The authors emphasize the importance of inflow to the stent system, and I agree that this is crucial for long-term stent patency. It is, however, difficult to assess whether or not there is sufficient inflow into the stent system prior to the procedure, and it is easy to be too restrictive in the selection of patients. The patient is rarely worse off clinically compared to pre-intervention even if the procedure fails or the stent later occludes. The extent of disease to be allowed in the femoropopliteal and profunda vein segments to ensure stent patency is not defined. The inflow to the common femoral vein segment is usually greater than visualized. The importance of the profunda vein inflow is usually underestimated; it is crucial to identify the phenomenon of axial profunda transformation and presence of a connection between the profunda and popliteal veins following femoral deep venous thrombosis. 8 When this connection is found, the profunda vein can be accessed from below and the stent placed into the profunda vein in the presence of an occluded femoral vein.

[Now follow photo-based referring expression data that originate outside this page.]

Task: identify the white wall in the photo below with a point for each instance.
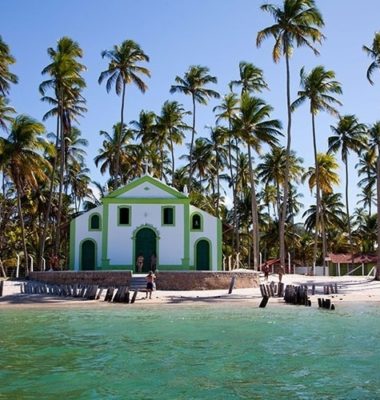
(120, 243)
(209, 231)
(82, 232)
(147, 190)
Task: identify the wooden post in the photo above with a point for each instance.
(264, 302)
(134, 296)
(232, 284)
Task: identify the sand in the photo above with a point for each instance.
(351, 289)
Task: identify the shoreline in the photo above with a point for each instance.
(351, 289)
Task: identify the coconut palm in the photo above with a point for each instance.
(226, 111)
(251, 78)
(111, 145)
(5, 113)
(123, 69)
(171, 126)
(374, 143)
(254, 126)
(318, 87)
(194, 84)
(297, 24)
(367, 167)
(6, 77)
(21, 160)
(67, 83)
(348, 134)
(374, 53)
(322, 177)
(271, 170)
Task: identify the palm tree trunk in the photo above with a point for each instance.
(172, 155)
(287, 165)
(348, 218)
(117, 158)
(378, 213)
(50, 201)
(60, 194)
(317, 191)
(255, 219)
(233, 187)
(23, 236)
(191, 148)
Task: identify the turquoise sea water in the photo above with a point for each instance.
(206, 352)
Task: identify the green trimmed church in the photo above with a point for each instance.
(146, 218)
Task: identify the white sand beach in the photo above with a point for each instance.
(350, 289)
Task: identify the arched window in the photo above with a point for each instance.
(95, 222)
(196, 222)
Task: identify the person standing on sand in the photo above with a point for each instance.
(153, 262)
(140, 263)
(266, 271)
(281, 272)
(149, 284)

“There are many ways to skin a cat” the saying goes. The techniques of stenting vary. The authors have obviously been very successful using initial jugular vein cannulation, multiple accesses, and snaring techniques in the majority of cases; in over half of these procedures, a second access was performed in the ipsilateral lower limb below the obstruction. Contrary to the authors, we initially access the obstruction from below, usually via an ultrasound-guided cannulation of the femoral or profunda vein in the thigh area, which places the access site close to the obstruction and allows better “pushability.” We rarely need to use any additional access sites. 9 When the common iliac vein is occluded, we have found it exceedingly difficult to recanalize from above. When it is only partially obstructed (allowing access from above), even in the presence of lower iliac segmental occlusion, the recanalization success rate from the ipsilateral caudal access site alone is successful in almost all patients. I would suggest that in order to limit the number of access sites one should initially use ipsilateral thigh cannulation and then, if necessary, proceed with additional sites.

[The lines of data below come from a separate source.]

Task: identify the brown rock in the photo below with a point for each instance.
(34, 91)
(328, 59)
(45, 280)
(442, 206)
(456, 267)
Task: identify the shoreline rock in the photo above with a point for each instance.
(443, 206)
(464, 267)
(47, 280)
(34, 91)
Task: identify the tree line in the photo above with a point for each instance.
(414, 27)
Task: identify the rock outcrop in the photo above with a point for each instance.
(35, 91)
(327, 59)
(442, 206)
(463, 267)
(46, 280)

I would also emphasize the use of IVUS to guide stent placement. On average, the venogram underestimates the degree of stenosis by 30%. Using the axial IVUS image, the degree of obstruction can be accurately measured by planimetry and is invariably found to be more extensive than shown by venography. The appropriate diameter and length of the stent can be determined. As pointed out by the authors, it is crucial to cover the entire lesion, in both non-occlusive and occlusive disease, to ensure long-term stent patency. The cephalad and caudal endpoints of stenting can be adequately evaluated only by IVUS, which better visualizes the wall apposition of the stent and any recoil after stent insertion. We believe IVUS to be a vital tool in the diagnosis of morphological stenosis; moreover, stent placement must be guided by IVUS to achieve an optimal long-term result.
The study by Kölbel et al. 3 and the experiences of other investigators should stimulate physicians who treat severe chronic venous insufficiency (C3–6) to combine duplex ultrasound scanning with iliofemoral outflow imaging. When morphological non-occlusive obstruction or occlusion is suggested, they should consider IVUS-guided iliocaval stenting.